Su yenilenebilir olmasına rağmen oldukça sınırlı bir kaynak. Dünya nüfusu arttıkça, doğal sınırların dayanabileceğinden daha fazla tatlı su kullanılmasına neden oluyor. Çarpıcı bir rakam: Su kıtlığından, her yıl 2.7 milyar kişi etkileniyor. Dünya nüfusunun 7,44 milyar civarında olduğunu düşünürsek insanların yaklaşık üçte birinin su kıtlığı yaşadığı ortaya çıkıyor.
Tükettiğimiz ürünlerin su ayak izlerinden bazı örnekler
Günlük hayatımızda tükettiğimiz meyve, sebze, giyecek gibi ürünlerin dünyada bıraktığı su ayak izleri oldukça şaşırtıcı. İşte bir kaç örnek:
1 adet portakal
Bir adet portakal ortalama olarak 150 gramdır ve 80 litre su izine sahiptir.
Yaklaşık 200 ml olan bir bardak portakal suyu ise yaklaşık 200 litre suya mal oluyor.
Harcadığı su miktarı dağılımı: %72 yeşil, %20 mavi, %9 gri.
Makarna
Buğdayın dünya genelinde ortalama su ayak izi 1.827 litre/kg’dır. Bir kilogram buğday yaklaşık 790 gram makarna verir. Bu durumda 1 kilo makarnanın su ayak izi yaklaşık 1.850 litredir.
Harcadığı su miktarı dağılımı: %70 yeşil, %19 mavi, %11 gri.
Sığır eti
Sığır etinin dünya genelinde ortalama su ayak izi 15.400 litre/kg’dır.
Dana sığırlarının kesin su ayak izi, sığır etinin üretildiği üretim sistemine, yem bileşimine ve yemin kaynağına bağlıdır. Yem dönüştürme verimliliği nedeniyle, endüstriyel tesislerde üretilen sığır eti, genel olarak serbest otlama ile üretilen sığır etine göre daha düşük toplam su izine sahiptir. Ancak, endüstriyel sığır eti, serbest otlama ile üretilen sığır etine göre genellikle daha çok mavi ve gri su izlerine sahiptir. Tatlı su problemlerinin çoğunlukla mavi su kıtlığına ve su kirliliğine bağlı olduğu göz önüne alındığında, otlatma ile yapılan üretim, su kaynaklarımız açısından daha tercih edilir olmalıdır.

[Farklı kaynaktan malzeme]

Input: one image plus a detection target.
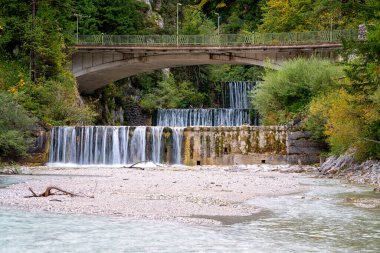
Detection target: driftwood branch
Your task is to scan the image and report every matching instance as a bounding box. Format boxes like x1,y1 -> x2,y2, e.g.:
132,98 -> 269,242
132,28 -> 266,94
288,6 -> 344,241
121,160 -> 146,170
127,161 -> 147,169
25,186 -> 79,198
79,182 -> 97,198
124,160 -> 167,170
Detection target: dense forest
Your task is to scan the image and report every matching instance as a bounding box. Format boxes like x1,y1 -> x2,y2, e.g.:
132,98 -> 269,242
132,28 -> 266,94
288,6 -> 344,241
0,0 -> 379,161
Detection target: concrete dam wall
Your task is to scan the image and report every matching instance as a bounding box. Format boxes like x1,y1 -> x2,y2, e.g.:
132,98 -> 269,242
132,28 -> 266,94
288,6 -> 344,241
183,126 -> 321,166
44,126 -> 322,166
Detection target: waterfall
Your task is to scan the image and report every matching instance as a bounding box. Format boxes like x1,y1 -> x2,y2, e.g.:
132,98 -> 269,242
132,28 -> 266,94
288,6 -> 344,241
151,126 -> 164,164
156,109 -> 250,127
48,81 -> 259,166
171,127 -> 184,164
48,126 -> 184,166
155,81 -> 258,127
120,127 -> 130,164
223,81 -> 256,109
129,126 -> 146,163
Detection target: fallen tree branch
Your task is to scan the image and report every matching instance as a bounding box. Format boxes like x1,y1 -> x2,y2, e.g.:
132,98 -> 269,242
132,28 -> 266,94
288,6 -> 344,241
127,161 -> 148,169
25,186 -> 80,198
121,161 -> 146,170
124,160 -> 166,169
79,182 -> 97,198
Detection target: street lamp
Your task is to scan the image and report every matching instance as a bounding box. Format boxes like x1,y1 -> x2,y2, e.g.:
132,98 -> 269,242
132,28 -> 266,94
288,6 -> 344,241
215,12 -> 220,35
176,3 -> 182,45
74,13 -> 89,43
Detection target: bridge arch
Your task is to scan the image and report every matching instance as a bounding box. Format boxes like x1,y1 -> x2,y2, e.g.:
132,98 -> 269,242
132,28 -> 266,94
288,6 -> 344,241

Harcadığı su miktarı dağılımı (serbest otlama): %94 yeşil, %4 mavi, %3 gri.
Kahve
Küresel olarak ortalama su izi, 1 fincan kahve için 130 litredir.
Bir kilogram kavrulmuş kahveyi üretmek için yaklaşık 18.900 litre suya ihtiyaç vardır. Standart bir fincan kahve (125 ml) için, 7 gram kavrulmuş kahve gerekir.

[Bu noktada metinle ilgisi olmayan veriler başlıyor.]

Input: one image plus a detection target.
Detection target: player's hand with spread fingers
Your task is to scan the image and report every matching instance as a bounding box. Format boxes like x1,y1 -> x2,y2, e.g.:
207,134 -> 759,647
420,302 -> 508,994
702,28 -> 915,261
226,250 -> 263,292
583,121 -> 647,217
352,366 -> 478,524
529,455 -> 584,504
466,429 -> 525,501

Harcadığı su miktarı dağılımı: %96 yeşil, %1 mavi, %3 gri.
Pamuklu kumaşlar
Pamuklu kumaşın dünya genelinde ortalama su ayak izi kilogram başına 10.000 litredir.
Buna göre, bir pamuklu gömlek 2.500 litrelik, jean pantalon ise 8.000 litrelik su izi bırakır.
Harcadığı su miktarı dağılımı: %54 yeşil, %33 mavi, %13 gri.
Sonuç olarak
Elbette tüketeceğiz, bizler tükettikçe de üretim olacak. En doğrusu gereksiz tüketimden kaçınmak, tüketebileceğimiz kadarını satın almak.
Türkiye’nin su ayak izi raporu
Türkiye’nin su ayak izi raporu WWF-Türkiye tarafından T.C. Orman ve Su İşleri Bakanlığı ile işbirliği içerisinde Unilever ve OMO’nun desteğiyle hazırlandı. 2014 yılında yayınlanan rapor, su, üretim ve uluslar arası ticaret ilişkisini ele alarak Türkiye’nin su ayak izini ortaya koymayı amaçlıyor.